Le disque du jour : « The Now Now » de Gorillaz

Après plusieurs semaines passées à teaser « The Now Now » avec la frénésie d’un ado découvrant Snapchat, Gorillaz en dévoile enfin le contenu. Et, malgré quelques longueurs, ce sixième album paraît bien plus humain que le précédent.

Jamais parti, toujours de retour. Il y a un peu moins d’un an, « Humanz » débarquait dans les bacs et s’imposait comme un disque excessif. Du fait de son casting, tout du moins : Vince Staples, De La Soul, Grace Jones, Kali Uchis, Benjamin Clementine ou encore Noel Gallagher avaient répondu à l'appel des Anglais, sans parvenir pour autant à faire de ce cinquième album autre chose qu'une curiosité dans la discographie de Gorillaz.

Que l’on se rassure, « The Now Now » en est son contraire : ici, peu d’invités clinquants (seuls Snoop Dogg, George Benson et Jamie Principle pointent le bout de leur nez), une absence notable (celle de Murdoc, remplacé par un dénommé Ace) et tout un tas de mélodies que l’on qualifiera de plus intimistes.

Œuvre intime. « J’ai écrit et enregistré certains titres lors de la tournée de « Humanz » de 2017 aux États-Unis, et certains étaient inspirés par de vrais moments d’introspection. Peut-être qu’on retrouve ça sur certains morceaux… » Interrogé par les Inrocks, Damon Albarn ne croit pas si bien dire : Magic City, Fire Files ou encore One Percent, tous ces morceaux flirtent avec les caractéristiques les plus intimes de l’Anglais. En tout cas, bien plus que Kansas, Hollywood et Idaho où le quatuor donne l’impression de proposer une carte alternative des villes auxquelles il dédie ses morceaux, avec la fougue et la science du tube qu’on lui connaît.
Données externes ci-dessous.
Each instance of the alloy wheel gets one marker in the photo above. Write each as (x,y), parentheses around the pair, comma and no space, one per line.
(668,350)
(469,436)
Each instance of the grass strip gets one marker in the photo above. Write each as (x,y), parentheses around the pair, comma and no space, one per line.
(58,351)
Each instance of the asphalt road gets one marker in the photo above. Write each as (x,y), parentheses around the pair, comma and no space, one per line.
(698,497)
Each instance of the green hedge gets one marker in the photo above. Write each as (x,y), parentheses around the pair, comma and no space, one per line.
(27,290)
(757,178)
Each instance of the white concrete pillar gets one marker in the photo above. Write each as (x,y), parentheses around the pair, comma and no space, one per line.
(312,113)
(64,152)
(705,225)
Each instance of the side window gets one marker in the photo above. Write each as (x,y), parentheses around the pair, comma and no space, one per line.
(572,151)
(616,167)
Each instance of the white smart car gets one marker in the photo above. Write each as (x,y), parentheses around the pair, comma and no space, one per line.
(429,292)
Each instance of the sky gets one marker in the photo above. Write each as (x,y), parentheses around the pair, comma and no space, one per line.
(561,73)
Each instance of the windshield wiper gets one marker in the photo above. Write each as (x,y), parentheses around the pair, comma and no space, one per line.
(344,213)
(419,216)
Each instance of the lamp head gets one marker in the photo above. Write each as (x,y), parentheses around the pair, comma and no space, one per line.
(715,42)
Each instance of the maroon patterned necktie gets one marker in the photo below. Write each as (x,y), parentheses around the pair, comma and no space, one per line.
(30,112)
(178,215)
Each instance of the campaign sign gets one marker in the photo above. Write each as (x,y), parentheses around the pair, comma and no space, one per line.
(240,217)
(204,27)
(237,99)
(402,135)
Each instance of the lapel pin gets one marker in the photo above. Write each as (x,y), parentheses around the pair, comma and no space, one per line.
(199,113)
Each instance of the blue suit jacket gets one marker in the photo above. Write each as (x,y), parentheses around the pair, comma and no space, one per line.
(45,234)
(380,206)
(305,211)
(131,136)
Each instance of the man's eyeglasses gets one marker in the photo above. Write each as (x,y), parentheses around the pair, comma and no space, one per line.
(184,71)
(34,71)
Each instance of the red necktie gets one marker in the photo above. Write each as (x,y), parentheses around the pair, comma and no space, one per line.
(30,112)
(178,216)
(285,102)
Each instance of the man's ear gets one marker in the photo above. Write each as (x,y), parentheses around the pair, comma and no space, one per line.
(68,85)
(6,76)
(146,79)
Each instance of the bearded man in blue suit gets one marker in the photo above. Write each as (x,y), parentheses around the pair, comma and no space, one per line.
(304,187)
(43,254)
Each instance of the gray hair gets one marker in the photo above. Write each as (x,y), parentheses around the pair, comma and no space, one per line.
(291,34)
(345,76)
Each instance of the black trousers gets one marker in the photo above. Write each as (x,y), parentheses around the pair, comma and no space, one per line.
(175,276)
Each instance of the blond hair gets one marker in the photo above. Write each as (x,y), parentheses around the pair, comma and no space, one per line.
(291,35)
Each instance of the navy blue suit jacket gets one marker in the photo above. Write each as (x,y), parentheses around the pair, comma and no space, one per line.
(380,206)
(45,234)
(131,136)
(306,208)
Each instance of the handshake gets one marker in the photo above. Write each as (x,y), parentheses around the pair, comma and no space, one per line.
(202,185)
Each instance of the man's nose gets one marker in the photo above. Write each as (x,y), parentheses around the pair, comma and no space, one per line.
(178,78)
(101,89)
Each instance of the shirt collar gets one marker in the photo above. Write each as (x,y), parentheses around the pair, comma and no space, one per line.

En phase. Contrairement à « Humanz », « The Now Now », produit par James Ford (Arctic Monkeys, Foals, Depeche Mode), est donc un disque qui s’éparpille moins et paraît mieux maîtrisé. Il y en a bien sûr pour tout le monde, Gorillaz est aujourd’hui une machine imparable et est en quelque sorte contraint de ne pas négliger certains de ses admirateurs (de la première heure ou non) : en onze morceaux, on trouve ainsi des pop songs ensoleillées (Humility), des mélodies presque psychées (Souk Eye), des refrains groovy (Sorcererz) et même des références passéistes (Tranz, sous haute influence des Buggles).

Mais la force de Damon Albarn et sa bande est ne de jamais forcer le trait, de ne jamais en faire trop. À l’image de ce Lake Zurich (presque) dépourvu de voix, comme pour mieux laisser s’exprimer toute l’intelligence mélodique d’un groupe qui, décidément, semble toujours autant en phase avec son époque.